Member Batye recently reviewed Stealing the Network: The Complete Series Collector’s Edition for our Bookworm Blog. It’s a collection of fictional stories that takes a look at the possibilities available to hackers with some time and bad intentions. While the collection is meant to be an aid to ethical hackers and security professionals looking to be proactive, it brings up a moral dilemma. How can you ever ensure that the knowledge you’re passing on will be used for good rather than evil?
A question was recently posted in the IT Forums regarding embedding executable files into a JPEG, a common tactic for spreading malware to unsuspecting end users. The community responded with mixed feelings toward the intentions of the asker. Who draws the line between helping out your fellow IT professionals and providing ill intent with the recipe for possible harm?

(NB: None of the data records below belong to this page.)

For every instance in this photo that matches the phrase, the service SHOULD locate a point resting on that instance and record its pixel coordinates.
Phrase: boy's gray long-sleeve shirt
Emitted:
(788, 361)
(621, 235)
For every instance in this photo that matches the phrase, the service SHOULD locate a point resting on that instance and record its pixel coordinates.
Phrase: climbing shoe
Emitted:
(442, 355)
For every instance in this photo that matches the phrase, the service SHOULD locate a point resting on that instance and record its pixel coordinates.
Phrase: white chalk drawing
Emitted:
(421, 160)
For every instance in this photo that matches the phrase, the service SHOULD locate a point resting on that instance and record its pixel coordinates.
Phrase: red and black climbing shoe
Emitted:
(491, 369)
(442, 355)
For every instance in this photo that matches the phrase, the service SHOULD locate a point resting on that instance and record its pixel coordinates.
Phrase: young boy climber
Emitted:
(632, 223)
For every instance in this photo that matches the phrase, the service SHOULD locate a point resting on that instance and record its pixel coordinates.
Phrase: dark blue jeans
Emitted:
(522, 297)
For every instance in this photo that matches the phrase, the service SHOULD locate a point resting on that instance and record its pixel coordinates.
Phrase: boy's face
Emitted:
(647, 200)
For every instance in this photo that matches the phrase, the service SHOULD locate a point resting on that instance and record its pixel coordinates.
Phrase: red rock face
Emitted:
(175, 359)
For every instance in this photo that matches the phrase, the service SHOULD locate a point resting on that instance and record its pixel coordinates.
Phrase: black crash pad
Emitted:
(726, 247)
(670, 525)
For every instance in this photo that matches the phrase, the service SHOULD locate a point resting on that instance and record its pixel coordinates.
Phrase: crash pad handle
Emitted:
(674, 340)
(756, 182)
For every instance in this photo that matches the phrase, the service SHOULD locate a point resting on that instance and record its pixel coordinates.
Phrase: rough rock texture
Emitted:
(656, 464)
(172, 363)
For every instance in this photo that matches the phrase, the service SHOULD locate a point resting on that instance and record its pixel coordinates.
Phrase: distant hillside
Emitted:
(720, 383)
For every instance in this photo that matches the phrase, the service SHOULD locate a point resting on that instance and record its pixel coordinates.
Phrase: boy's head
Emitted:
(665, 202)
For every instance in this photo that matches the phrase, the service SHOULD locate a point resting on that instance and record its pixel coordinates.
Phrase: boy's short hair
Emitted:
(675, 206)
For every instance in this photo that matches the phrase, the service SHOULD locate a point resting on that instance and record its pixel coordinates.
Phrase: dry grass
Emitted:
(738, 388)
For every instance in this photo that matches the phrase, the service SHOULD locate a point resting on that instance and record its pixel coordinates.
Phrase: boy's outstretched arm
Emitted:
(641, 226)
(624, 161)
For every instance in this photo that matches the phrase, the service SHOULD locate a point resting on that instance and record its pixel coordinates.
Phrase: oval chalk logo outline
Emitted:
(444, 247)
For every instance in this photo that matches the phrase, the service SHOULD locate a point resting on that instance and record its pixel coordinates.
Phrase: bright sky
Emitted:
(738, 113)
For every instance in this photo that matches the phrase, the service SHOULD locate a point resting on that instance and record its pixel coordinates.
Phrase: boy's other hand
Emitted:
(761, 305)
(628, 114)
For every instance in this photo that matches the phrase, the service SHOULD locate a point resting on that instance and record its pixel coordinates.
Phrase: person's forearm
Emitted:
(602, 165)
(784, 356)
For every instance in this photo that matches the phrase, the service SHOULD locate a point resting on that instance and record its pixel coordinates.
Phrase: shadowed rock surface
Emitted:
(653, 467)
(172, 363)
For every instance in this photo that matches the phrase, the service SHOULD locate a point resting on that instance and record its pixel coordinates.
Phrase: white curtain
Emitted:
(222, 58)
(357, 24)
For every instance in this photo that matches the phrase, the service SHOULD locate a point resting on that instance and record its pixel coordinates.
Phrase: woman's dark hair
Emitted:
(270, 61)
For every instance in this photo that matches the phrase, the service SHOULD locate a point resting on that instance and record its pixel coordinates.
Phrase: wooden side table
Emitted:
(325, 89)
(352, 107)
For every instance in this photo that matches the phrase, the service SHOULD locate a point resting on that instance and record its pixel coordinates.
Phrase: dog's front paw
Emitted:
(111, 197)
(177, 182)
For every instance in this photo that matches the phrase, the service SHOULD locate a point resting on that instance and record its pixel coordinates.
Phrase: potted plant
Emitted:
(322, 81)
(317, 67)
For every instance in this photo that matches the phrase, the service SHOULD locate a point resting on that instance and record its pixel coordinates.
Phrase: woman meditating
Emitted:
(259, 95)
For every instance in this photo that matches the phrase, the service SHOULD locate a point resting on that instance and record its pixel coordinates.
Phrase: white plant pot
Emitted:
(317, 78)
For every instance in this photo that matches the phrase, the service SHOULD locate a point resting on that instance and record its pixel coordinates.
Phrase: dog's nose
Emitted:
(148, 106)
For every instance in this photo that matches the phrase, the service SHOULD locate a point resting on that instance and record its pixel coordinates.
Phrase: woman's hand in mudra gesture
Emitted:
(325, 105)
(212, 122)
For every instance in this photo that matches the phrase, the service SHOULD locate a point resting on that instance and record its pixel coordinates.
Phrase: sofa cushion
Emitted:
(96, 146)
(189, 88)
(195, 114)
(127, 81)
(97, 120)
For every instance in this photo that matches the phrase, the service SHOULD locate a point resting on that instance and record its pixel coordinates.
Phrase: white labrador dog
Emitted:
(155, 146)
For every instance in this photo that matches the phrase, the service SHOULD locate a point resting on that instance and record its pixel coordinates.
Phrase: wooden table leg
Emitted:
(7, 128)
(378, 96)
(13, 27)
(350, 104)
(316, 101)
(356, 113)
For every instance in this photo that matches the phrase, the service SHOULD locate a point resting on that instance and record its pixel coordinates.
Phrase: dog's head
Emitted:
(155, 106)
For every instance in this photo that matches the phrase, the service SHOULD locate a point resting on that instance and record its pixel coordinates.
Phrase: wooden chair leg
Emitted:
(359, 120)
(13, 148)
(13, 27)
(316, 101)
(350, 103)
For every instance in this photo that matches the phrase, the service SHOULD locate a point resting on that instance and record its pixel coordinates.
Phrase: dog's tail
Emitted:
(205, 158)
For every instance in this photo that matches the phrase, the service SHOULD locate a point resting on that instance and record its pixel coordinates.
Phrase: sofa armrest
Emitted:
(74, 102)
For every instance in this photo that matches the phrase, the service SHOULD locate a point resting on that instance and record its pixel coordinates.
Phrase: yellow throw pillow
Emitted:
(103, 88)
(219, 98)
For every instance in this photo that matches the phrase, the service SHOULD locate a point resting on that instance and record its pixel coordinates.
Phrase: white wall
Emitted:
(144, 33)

The simple answer is that no one draws that line except for you. IT Knowledge Exchange doesn’t expect you to provide any information you feel uncomfortable disclosing, and that goes for answering deceivingly innocuous questions. Member Chippy088 shares his own philosophy on the dilemma:
[It's] not a good idea to help everyone without thinking about their reason for the question first.
Have there been circumstances in your tech career that have made you uncertain about passing on your own knowledge? What are some nuggets of advice you’d want to pass on to those who are new to IT Knowledge Exchange or IT in general?